Site icon Jernih.co

Gereja Katolik Kanada Minta Maaf atas Pelecehan Satu Abad Anak-anak First Nation

JERNIH — Keuskupan Katolik Kanada, Jumat 24 September waktu setempat, meminta maaf kepada masyarakat adat, atau First Nation, atas pelecehan terhadap anak-anak selama lebih satu abad.

“Kami mengakui pelanggaran berat yang dilakukan beberapa anggota komunitas Katolik kami, fisik, psikologis, emosional, spiritual, budaya, dan seksual,” demikian pernyataan Konferensi Waligereja Katolik Kanada yang diterbitkan Jumat, seperti dikutip CBC.ca

“Bersama entitas Katolik yang terlibat langsung dalam pengoperasian sekolah, dan yang telah menyampaikan permintaan maaf yang tulus, kami — para Uskup Katolik Kanada — mengungkapkan penyesalan mendalam dan meminta maaf,” lanjut pernyataan itu.

Selama periode Kristenisasi, anak-anak pribumi dipisah paksa dari keluarga di bawah kebijakan asimilasi pemerintah.
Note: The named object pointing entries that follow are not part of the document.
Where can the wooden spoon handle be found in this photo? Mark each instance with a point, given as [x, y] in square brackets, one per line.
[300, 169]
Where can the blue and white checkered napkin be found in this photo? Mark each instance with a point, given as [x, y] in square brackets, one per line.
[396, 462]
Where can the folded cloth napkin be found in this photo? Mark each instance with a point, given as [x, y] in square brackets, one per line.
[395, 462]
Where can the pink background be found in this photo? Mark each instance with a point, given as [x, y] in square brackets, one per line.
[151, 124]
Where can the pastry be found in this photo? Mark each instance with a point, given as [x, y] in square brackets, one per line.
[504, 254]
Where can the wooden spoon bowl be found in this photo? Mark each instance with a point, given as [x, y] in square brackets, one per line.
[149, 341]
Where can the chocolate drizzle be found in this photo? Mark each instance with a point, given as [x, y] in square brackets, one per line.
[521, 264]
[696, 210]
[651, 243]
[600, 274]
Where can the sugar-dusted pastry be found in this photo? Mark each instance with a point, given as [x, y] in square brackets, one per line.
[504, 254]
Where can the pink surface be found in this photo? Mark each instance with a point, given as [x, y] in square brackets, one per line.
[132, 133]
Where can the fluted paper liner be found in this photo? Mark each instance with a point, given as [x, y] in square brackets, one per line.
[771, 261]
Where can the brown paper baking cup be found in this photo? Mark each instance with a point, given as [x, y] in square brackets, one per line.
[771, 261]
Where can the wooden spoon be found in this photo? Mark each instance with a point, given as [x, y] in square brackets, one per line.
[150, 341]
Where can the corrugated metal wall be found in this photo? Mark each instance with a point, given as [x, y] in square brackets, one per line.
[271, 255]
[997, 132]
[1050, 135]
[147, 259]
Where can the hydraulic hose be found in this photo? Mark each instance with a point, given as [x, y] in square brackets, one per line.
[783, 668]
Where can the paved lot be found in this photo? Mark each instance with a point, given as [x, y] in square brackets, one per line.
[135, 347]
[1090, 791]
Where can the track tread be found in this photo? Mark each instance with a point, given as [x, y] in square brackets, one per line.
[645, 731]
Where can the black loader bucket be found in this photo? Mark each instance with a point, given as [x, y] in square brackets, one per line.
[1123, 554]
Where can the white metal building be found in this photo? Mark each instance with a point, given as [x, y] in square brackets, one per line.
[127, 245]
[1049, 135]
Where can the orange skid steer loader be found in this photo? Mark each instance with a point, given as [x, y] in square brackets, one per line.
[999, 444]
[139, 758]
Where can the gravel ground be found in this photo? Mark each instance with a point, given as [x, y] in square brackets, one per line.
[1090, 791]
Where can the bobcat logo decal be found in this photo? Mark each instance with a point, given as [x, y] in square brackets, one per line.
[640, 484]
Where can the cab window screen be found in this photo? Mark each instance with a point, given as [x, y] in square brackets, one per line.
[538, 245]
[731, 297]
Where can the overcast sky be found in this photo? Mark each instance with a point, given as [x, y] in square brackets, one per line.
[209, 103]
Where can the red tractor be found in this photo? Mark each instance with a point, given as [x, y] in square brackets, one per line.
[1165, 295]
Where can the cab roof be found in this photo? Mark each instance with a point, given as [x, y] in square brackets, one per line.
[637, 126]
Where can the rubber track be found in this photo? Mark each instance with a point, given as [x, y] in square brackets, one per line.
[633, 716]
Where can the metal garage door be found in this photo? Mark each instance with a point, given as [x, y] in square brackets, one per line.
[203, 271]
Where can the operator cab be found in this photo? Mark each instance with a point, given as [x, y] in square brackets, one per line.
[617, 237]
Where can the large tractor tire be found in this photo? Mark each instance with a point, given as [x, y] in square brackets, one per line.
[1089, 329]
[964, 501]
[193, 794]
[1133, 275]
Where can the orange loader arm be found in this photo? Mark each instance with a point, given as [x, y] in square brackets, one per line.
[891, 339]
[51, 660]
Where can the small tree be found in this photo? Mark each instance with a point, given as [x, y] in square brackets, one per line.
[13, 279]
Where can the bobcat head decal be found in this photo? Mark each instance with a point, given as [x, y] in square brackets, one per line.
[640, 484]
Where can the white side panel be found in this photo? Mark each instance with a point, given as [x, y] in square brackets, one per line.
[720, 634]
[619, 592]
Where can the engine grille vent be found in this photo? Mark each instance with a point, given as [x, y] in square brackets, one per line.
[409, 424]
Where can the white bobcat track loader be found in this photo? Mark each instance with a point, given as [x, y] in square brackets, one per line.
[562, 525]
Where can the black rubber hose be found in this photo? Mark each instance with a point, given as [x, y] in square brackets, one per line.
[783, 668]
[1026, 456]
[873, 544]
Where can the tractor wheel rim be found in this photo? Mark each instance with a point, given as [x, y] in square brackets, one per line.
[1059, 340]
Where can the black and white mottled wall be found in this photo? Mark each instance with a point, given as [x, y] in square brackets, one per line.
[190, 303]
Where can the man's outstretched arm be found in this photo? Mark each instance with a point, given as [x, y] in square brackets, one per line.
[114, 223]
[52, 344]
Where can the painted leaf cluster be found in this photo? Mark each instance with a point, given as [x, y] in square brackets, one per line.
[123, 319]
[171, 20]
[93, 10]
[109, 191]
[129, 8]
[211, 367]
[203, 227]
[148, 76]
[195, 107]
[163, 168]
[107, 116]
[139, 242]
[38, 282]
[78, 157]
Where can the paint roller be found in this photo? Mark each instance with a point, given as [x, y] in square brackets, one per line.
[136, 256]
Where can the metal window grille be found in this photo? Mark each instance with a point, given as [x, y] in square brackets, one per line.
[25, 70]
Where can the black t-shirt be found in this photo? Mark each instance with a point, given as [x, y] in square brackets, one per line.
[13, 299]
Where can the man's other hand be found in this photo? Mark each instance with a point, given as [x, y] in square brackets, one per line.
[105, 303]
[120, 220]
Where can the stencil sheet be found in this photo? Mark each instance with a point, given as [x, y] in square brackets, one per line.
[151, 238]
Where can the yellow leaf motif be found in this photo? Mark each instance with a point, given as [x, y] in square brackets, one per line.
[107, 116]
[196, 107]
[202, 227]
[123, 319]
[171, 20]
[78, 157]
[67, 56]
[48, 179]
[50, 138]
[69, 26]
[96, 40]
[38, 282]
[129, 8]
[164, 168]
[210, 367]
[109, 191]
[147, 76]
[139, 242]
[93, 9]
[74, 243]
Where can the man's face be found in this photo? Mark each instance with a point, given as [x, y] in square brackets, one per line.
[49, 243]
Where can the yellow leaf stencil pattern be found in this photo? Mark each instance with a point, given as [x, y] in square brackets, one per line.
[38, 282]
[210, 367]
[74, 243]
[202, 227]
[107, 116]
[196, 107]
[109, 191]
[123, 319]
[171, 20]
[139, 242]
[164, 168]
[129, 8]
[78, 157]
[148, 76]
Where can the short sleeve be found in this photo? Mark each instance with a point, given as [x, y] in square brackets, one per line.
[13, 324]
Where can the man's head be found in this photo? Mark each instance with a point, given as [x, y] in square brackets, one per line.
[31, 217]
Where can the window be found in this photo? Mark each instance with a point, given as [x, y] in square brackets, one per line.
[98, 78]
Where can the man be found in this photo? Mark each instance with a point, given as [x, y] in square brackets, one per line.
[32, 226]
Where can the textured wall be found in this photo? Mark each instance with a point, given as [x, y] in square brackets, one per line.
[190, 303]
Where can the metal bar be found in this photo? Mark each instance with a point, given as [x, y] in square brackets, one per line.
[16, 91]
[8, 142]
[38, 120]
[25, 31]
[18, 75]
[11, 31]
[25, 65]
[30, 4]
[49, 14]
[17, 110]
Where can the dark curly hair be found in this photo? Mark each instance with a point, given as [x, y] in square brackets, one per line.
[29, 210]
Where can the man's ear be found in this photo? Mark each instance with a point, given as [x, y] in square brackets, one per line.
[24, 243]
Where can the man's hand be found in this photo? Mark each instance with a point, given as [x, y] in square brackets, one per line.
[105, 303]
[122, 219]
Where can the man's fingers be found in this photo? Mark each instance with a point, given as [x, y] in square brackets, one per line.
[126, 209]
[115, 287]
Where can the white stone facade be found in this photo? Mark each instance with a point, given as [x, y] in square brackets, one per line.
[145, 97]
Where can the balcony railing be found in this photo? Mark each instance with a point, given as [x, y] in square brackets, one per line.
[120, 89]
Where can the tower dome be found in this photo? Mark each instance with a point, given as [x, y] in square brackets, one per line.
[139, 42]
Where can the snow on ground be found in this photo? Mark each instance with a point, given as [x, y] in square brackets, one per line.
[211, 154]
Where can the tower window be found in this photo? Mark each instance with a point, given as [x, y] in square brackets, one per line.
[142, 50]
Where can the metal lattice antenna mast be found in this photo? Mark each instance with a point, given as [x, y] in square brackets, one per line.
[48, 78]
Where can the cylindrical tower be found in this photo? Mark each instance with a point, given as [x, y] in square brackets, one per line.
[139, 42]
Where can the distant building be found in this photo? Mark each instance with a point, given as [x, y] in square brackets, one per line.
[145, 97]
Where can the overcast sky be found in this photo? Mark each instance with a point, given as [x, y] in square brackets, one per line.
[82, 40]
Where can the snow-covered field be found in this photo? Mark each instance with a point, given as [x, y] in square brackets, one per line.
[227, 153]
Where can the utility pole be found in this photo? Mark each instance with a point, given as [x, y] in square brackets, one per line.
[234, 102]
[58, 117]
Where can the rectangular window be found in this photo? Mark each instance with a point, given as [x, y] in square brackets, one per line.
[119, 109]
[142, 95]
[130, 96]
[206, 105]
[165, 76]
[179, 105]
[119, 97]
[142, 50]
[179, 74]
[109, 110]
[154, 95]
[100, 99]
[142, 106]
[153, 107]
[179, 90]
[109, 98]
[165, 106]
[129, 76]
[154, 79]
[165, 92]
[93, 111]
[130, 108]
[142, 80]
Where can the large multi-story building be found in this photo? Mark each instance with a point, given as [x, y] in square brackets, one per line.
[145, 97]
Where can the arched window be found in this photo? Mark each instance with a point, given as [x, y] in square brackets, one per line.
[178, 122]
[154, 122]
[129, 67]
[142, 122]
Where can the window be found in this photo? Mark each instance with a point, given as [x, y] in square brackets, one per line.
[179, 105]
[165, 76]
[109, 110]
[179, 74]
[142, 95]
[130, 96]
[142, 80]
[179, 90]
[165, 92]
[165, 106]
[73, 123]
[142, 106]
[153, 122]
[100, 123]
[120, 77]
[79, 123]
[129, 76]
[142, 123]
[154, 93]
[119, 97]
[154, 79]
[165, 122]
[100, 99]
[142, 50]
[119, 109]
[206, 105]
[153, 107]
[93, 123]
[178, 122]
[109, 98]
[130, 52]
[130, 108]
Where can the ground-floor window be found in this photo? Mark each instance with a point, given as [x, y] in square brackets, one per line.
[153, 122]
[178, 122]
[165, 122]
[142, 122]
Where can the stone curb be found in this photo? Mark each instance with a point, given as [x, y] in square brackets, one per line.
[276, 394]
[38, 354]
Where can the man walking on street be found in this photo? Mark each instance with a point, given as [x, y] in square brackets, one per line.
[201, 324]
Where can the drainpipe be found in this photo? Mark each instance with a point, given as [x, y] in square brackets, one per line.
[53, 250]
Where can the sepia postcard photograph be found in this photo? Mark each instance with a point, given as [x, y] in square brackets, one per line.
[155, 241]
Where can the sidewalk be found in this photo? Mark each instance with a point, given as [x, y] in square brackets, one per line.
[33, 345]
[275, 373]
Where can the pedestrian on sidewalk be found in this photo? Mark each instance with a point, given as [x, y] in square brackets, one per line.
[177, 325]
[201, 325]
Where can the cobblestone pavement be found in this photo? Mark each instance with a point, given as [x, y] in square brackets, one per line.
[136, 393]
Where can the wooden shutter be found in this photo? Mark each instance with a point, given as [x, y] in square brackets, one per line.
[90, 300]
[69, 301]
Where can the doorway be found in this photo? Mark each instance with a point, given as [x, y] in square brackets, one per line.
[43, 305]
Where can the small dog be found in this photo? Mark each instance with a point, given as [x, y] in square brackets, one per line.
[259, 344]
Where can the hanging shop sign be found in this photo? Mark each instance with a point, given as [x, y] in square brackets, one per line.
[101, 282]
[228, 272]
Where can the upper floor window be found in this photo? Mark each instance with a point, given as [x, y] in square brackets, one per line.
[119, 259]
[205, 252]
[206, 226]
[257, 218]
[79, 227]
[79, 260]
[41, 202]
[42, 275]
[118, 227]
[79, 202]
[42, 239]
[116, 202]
Kebijakan itu digambarkan sebagai genosida budaya, dan menjadi sorotan.

Setelah survei radar menemukan lebih 1.000 kuburan tak bertanda di halaman sekolah asrama yang dikelola gereja, luka sejarah atas semua yang dilakukan gereja dan pemerintah muncul kembali.

Juni 2021 lalu, Paus Fransiskus mengungkapkan rasa sakitnya atas penemuan kerangka 215 anak-anak di sebuah sekolah asrama yang dikelola gereja, tapi pemimpin Gereja Katolik itu tidak mengemukakan permintaan maaf.

Sistem yang diterapkan antara 1831 sampai 1996 itu setidaknya mengeluarkan anak-anak First Nation dari rumah-rumah. Pihak gereja membawanya ke sekolah asrama yang dijalankan atas nama pemerintah federal Kanada.

Anak-anak itu dipaksa memeluk Kristen, dan tidak diijinkan berbicara dalam bahasa ibu.

Komisi Kebenaran dan Rekonsiliasi Kanada (TRC) dibentuk untuk menyelidiki efek sistem sekolah asrama, dan melaporkannya pada tahun 2015.

Menurut TRC, anak-anak itu kekurangan gizi, dipukuli, dan dilecehkan. Semua itu dilakukan pengelola sekolah asrama sebagai bagian dari sistem genosida budaya.

Permintaan maaf kepausan adalah satu dari 94 rekomendasi TRC, tetapi Konferensi Waligereja Kanada mengatakan tahun 2018 bahwa Paus merasa tidak dapat secara pribadi meminta maaf atas ekolah-sekolah asrama.

Anak-anak First Nation memiliki rambut panjang, yang sering memiliki makna spiritual dalam kepercayaan asli. Pihak pengelola sekolah memotong rambut anak-anak itu sejak mereka datang.

Anak-anak itu juga tidak boleh lagi berbicara dalam bahasa ibu kepada rekan-rekannya. Siswa juga harus menanggalkan nama asli, dan diberi nama Eropa. Sering, bukan nama yang diberikan tanpi nomor dan seragam.

Sekolah mengajarkan ketrampilan manual; anak laki-laki diajarkan pertukangan, perempuan dipersiapkan sebagai penghuni dapur. Tidak hanya sekolah, anak-anak itu juga dipekerjakan sebagai pembersih kotoran dan memberi makan hewan.

Tahun 2008 pemerintah Kanada meminta maaf di Parlemen, dan mengakui kekerasan fisik dan seksual di sekolah-sekolah asrama merajalela. Banyak siswa dipukul karena berbicara dalam bahasa ibu.

PM Justine Trudeau mengatakan Gereja Katolik harus bertanggung jawab atas perannya dalam menjalankan banyak sekolah asrama, dan membantu mengidentifikasi jenazah.